In any event, once the argument departs from purely medical considerations and involves value judgments of this sort, it becomes clear…that the Bolam test, of conduct supported by a responsible body of medical opinion, becomes quite inapposite. A patient is entitled to take into account her own values, her own assessment of the comparative merits of giving birth in the “natural” and traditional way and of giving birth by caesarean section, whatever medical opinion may say, alongside the medical evaluation of the risks to herself and her baby. She may place great value on giving birth in the natural way and be prepared to take the risks to herself and her baby which this entails. The medical profession must respect her choice, unless she lacks the legal capacity to decide… There is no good reason why the same should not apply in reverse, if she is prepared to forgo the joys of natural childbirth in order to avoid some not insignificant risks to herself or her baby. She cannot force her doctor to offer treatment which he or she considers futile or inappropriate. But she is at least entitled to the information which will enable her to take a proper part in that decision.”
https://www.supremecourt.uk/decided-cases/docs/UKSC_2013_0136_Judgment.pdf
So they believe that c-sections are so much better that, if she had the choice, every woman would choose them?

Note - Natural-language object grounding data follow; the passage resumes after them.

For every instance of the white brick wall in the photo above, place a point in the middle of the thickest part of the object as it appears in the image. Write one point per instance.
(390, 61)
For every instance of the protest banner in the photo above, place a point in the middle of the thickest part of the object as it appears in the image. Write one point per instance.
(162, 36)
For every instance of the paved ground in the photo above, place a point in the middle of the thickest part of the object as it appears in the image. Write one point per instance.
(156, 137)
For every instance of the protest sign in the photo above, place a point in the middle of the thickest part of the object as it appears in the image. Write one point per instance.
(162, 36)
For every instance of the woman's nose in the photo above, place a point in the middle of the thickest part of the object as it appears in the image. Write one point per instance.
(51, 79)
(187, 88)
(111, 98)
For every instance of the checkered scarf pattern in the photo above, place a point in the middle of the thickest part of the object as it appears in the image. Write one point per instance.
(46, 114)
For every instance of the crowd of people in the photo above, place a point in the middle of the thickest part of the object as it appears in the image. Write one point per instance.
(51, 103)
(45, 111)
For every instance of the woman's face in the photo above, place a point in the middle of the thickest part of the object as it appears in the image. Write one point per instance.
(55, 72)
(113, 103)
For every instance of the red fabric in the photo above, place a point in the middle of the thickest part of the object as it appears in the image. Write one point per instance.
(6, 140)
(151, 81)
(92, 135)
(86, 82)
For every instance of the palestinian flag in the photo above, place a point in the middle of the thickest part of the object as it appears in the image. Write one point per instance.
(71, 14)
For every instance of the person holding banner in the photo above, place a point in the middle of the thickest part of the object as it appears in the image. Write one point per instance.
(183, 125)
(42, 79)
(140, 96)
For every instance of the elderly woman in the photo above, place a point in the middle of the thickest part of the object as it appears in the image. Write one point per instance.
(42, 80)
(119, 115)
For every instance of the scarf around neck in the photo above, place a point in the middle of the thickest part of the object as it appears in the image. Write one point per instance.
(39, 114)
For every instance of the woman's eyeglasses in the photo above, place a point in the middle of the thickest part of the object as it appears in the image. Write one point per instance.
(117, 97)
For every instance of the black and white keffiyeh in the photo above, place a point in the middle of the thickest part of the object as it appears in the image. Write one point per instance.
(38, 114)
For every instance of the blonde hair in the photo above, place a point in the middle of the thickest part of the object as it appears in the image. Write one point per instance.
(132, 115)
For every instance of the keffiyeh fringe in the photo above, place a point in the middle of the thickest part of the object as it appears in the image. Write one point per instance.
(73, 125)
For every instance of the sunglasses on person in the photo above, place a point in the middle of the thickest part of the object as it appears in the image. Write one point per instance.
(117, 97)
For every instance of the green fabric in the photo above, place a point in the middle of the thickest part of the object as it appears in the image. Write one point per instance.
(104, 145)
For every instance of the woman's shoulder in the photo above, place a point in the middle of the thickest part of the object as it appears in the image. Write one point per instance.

“So they believe that c-sections are so much better that, if she had the choice, every woman would choose them?”
I think it’s a mixed bag what they believe. Some OBs do think they are better (at least for small families) as shown by the fact that when the time comes for them to make their own decision, OBs have a high rate of maternal request CS. These “I got the chance to choose for myself” OBs tend to be supportive of their own patients being allowed to make their own choices too. But other OBs definitely do not think CS is better and are afraid that if women are counseled about the risks of both types and are allowed to choose, that many will feel pressured into CS because it is safer for the baby.
Absolutely – Dr. Caughey should be ashamed of his position as a healthcare provider and it demonstrates a remarkable lack of respect for women, their bodies and their rights, as patients. If the goal of quality care is to promote health and well being, then failure to inform is failure to provide quality care. If a doctor fails to inform a patient of the risks of lifestyle choices, they would be failing to promote health and well being by facilitating their patients to make different choices.